Thursday, July 3, 2008

Resort - 2008 Quarter Review


Received the below article from one of the fried:
Income Statement - 
Nothing major sticks out like a sore thumb here when comparing Q1/08 to Q1/07. 
Revenue grew slightly. 
Cost of sales marginal growth. 
Gross Profits okay. 
Other Income and expenses steady. 
Profit from Operations Good. 
Finance cost small and improved. 
No more big loss from Star Cruises. 
Taxes okay. 

In short, diluted earnings of 5 sen for Q1/08 looks okay.


Balance Sheet - 
There's no question Resorts Balance Sheet is very strong. 

Total cash recorded under Current Assets is $3.2 Bn. 

Under Fixed Assets, there is another $1.4 Bn of what comprises mainly quoted securities. The "other long term investments" recorded at $0.5 Bn does not reflect unrealized gains (per 2007 Annual Report, although I'm not sure what the value is today). 

However, the sharp eyes amongst you will have noticed that the sum of these 4 items have actually decreased from Q1/07. The question is where did that money go?

A quick look at the current liabilities showed 2 improvements. 
1. Trade payables dropped from $0.49 Bn to $0.405 Bn. 
2. Short Term borrowings also dropped from $0.18 Bn to $0.08 Bn.

Overall, Net Assets dropped slightly from $1.43 to $1.37, or from $8.2Bn to $7.9Bn, or $0.3 Bn drop. 

It is clear this is more than explained by the bigger drop in Fixed Assets from $6Bn to $5.4Bn, or $0.6 Bn drop. 

I view the drop in Fixed Assets favorably since Fixed Assets is normally a playground for valuation "games" amongst experienced accountants. Personally, I like to see RESORTS trimming its fixed assets. 

However, I note there is capital commitment to the tune of $0.66 Bn ($0.21 Bn contracted, $0.45 Bn Not yet contracted).

RESORTS has 5.9 Billion shares. Net Cash ($B) = 0.90 + 0.51 +1.11 + 2.13 - 0.08 = $4.57 Bn, or 77 sen per share.

Overall, nothing too worrying sticking out like a sore thumb. 


CASHFLOW STATEMENT
Operating Profit Before Working Capital Changes increased, which is good. 

They've used the cashflow to reduce their current liabilities (payables and loans) which is good.
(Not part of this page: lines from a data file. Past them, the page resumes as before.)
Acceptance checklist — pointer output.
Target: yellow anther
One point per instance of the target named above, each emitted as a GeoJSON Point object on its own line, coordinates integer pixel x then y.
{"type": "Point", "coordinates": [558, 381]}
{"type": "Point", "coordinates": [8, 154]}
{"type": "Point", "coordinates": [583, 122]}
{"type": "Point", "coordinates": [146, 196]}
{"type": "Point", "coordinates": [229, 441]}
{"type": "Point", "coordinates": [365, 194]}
RESORTS continue to invest $0.09 Bn in Q1/08 into Plant, Property Equipement like prior year.

They also bought back shares this year. 

My quick glance at the price charts show that Q1/08 prices are higher than Q1/07 prices, although one needs to closely examine at what prices they've bought back. Somehow, I don't think they are doing a good job here, since prices now (July 2) is at this year's low. Whilst buybacks are generally seen as positive because they reduce the number of shares outstanding and increase earnings per share, the price they pay to buy back is also very important. Still $0.03 Bn hardly dents the Net Cash, but something to watch out for.

VALUATION

Valuation is actually complex, but a very quick and dirty one is to look at current price of $2.50, less net cash of $0.77 = $1.73. If we assume yearly earnings is $0.05 x 4 = $0.20, then, this implies a business P/E of 1.73 / 0.02 = 8.6, which is getting in the region of a "value" buy. If exclude the net cash, the quick and dirty P/E is $2.50 / 0.2 = 12.5, which is also getting "interesting".


FUTURE PROSPECTS
Short term challenging but within the general view of "steady". Nothing terribly exciting, but not bad. Very solid business. Genting Highlands business is secularly cyclical, but when the good times comes back, business will be bomming bigger than ever before, although exactly when is unclear.

Disclaimer: As usual, buy/hold/sell at your own risk.